Luodian / Otter

🦦 Otter, a multi-modal model based on OpenFlamingo (open-sourced version of DeepMind's Flamingo), trained on MIMIC-IT and showcasing improved instruction-following and in-context learning ability.
https://otter-ntu.github.io/
MIT License
3.56k stars 241 forks source link

[dataset] Some question about instruction data generation (Syphus) #204

Closed xjtupanda closed 1 year ago

xjtupanda commented 1 year ago

I'm trying to follow your great work and now trying to develope my own dataset. #202 has solved much of my questions, but I still have some confusion about implementation details, hope you could help me.

  1. Did you use any vision model to transcribe images into text descriptions (e.g., bounding boxes, captions) like LLaVA do? Or just reformat the annotations of the official datasets?
  2. How to format query_input? As I notice the annotation files are not released but they are referenced in the "query_inputs_path" variable of dataset implementation, e.g.,https://github.com/Luodian/Otter/blob/e7489a02d79e39e3e08fd983c72f2d7e6a30d622/mimic-it/syphus/datasets/change.py#L15 So I guess the returned id of _load_query_inputs method should align with image ID and the sentences should be context information similar to the "in-context examples" ?https://github.com/Luodian/Otter/blob/e7489a02d79e39e3e08fd983c72f2d7e6a30d622/mimic-it/syphus/prompts/spot_the_difference.json#L6 Could you share some annotation files so we can have a more straightforward understanding?
  3. If my guesses above are correct, the questions (instructions) and the answers are both extracted by GPT automatically?

Thanks in advance!

xjtupanda commented 1 year ago

I've figured it out myself. For those who might be interested:

  1. The annotation files are from the public datasets without introducing external modules, but integrating vision models might be benificial.
  2. The sentences should be context information similar to the "in-context examples".
  3. The questions/instructions and answers are both extracted by GPT automatically.
zuwenqiang commented 1 year ago

Hi, I encountered the same issue as you did. Could you please share an example of an annotation file?

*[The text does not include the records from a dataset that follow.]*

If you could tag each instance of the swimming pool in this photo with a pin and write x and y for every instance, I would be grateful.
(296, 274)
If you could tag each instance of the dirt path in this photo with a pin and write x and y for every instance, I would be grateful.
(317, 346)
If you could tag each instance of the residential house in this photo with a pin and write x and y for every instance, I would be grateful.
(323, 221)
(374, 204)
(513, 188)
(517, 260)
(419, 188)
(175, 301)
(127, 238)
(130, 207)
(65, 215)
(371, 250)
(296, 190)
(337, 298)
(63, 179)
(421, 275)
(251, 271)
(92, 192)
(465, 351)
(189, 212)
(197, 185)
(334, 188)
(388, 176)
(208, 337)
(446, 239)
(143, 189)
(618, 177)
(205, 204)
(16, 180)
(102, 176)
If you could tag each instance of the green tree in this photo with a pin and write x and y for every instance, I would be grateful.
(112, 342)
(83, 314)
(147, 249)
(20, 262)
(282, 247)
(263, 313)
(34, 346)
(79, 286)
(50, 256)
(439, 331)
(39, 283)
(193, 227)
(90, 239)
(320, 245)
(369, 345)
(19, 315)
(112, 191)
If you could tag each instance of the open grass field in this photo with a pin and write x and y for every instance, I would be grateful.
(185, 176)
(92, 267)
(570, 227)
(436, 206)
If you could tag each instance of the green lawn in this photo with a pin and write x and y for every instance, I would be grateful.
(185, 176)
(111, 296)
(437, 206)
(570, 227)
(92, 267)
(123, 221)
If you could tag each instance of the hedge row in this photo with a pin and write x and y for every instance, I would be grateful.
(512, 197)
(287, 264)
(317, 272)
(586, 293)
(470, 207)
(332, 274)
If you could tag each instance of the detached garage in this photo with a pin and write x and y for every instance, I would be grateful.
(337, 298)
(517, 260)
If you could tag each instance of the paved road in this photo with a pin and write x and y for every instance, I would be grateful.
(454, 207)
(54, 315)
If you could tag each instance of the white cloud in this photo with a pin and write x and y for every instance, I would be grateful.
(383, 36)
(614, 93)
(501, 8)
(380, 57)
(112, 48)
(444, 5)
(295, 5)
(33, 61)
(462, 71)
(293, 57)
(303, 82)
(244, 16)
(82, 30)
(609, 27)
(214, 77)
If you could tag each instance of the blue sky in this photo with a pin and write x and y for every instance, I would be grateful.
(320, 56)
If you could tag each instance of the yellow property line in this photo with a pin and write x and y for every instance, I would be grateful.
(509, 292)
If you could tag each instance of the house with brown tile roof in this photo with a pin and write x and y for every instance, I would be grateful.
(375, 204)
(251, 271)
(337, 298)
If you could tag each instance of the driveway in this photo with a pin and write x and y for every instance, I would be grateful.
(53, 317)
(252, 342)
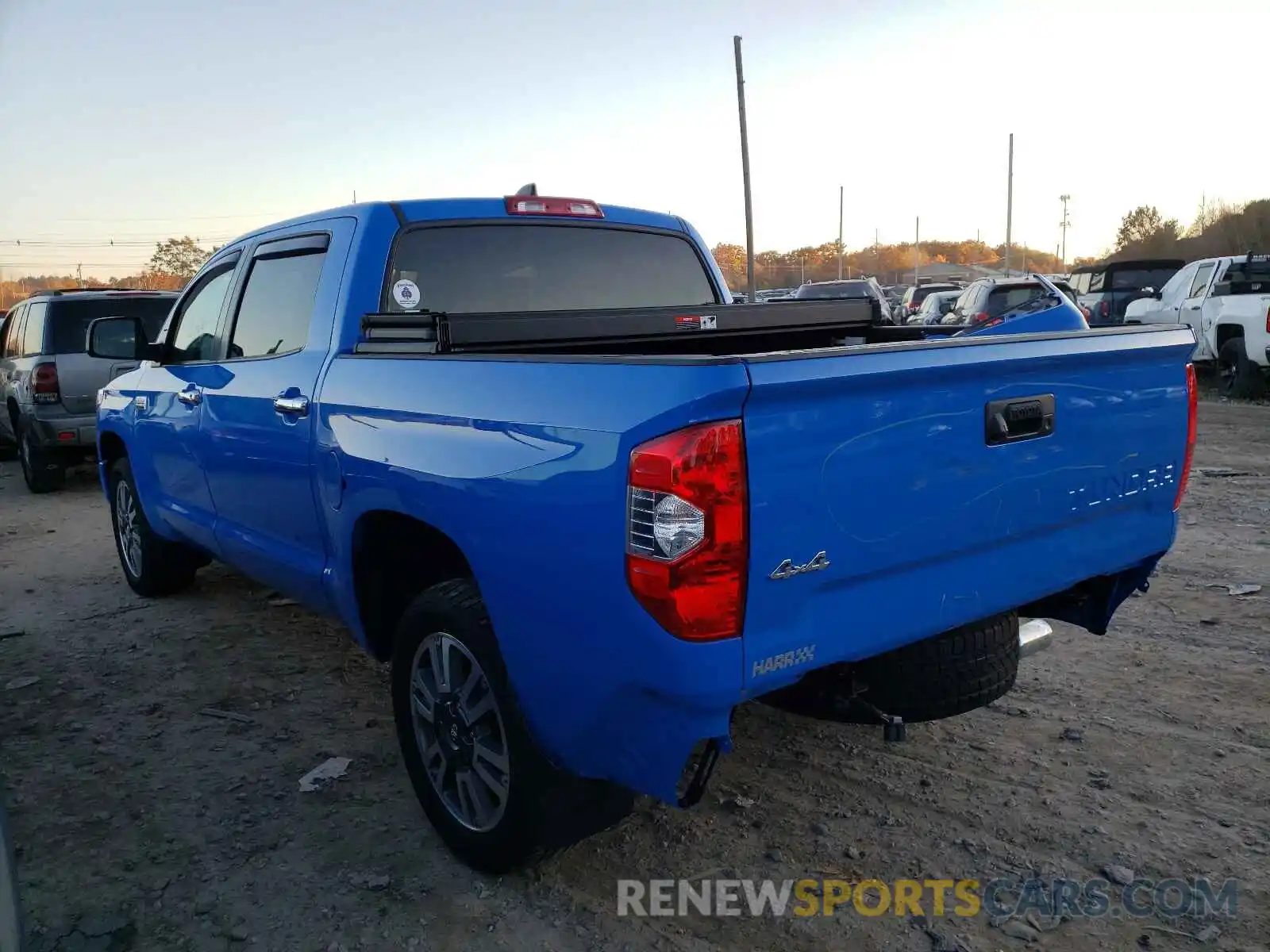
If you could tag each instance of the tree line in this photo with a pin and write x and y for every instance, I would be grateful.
(1218, 228)
(173, 263)
(888, 263)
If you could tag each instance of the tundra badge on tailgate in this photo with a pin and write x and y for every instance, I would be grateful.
(787, 570)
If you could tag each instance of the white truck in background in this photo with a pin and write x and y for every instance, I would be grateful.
(1226, 301)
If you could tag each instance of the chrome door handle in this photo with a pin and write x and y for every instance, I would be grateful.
(296, 406)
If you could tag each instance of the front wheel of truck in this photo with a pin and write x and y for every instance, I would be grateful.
(487, 787)
(152, 565)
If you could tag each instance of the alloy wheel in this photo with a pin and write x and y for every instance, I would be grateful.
(460, 734)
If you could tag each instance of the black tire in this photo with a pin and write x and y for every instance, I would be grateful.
(152, 566)
(544, 808)
(941, 677)
(41, 470)
(1238, 378)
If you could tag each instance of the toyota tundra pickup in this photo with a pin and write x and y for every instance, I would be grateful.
(533, 456)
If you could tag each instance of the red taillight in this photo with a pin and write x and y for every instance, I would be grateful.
(687, 546)
(567, 207)
(44, 384)
(1191, 416)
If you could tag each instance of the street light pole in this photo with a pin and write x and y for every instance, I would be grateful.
(918, 249)
(745, 173)
(840, 232)
(1010, 200)
(1064, 225)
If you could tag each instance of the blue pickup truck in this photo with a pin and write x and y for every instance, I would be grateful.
(531, 454)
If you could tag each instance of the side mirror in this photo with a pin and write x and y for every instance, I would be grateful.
(120, 340)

xjtupanda commented 1 year ago

Hi, I encountered the same issue as you did. Could you please share an example of an annotation file?

@zuwenqiang Take 'Spot the Difference' dataset as an example. You should:

  1. download the corresponding official annotation files Link.
  2. modify the path of the corresponding annotation file in https://github.com/Luodian/Otter/blob/5e949c63ec38773fe639131bfcc800409172c495/mimic-it/syphus/datasets/change.py#L15
  3. follow the steps and run the script as in Link.
Luodian commented 1 year ago

@pufanyi

zuwenqiang commented 1 year ago

Hi, I encountered the same issue as you did. Could you please share an example of an annotation file?

@zuwenqiang Take 'Spot the Difference' dataset as an example. You should:

  1. download the corresponding official annotation files Link.
  2. modify the path of the corresponding annotation file in https://github.com/Luodian/Otter/blob/5e949c63ec38773fe639131bfcc800409172c495/mimic-it/syphus/datasets/change.py#L15
  3. follow the steps and run the script as in Link.

Thank you for your helpful response, the issue has been resolved now.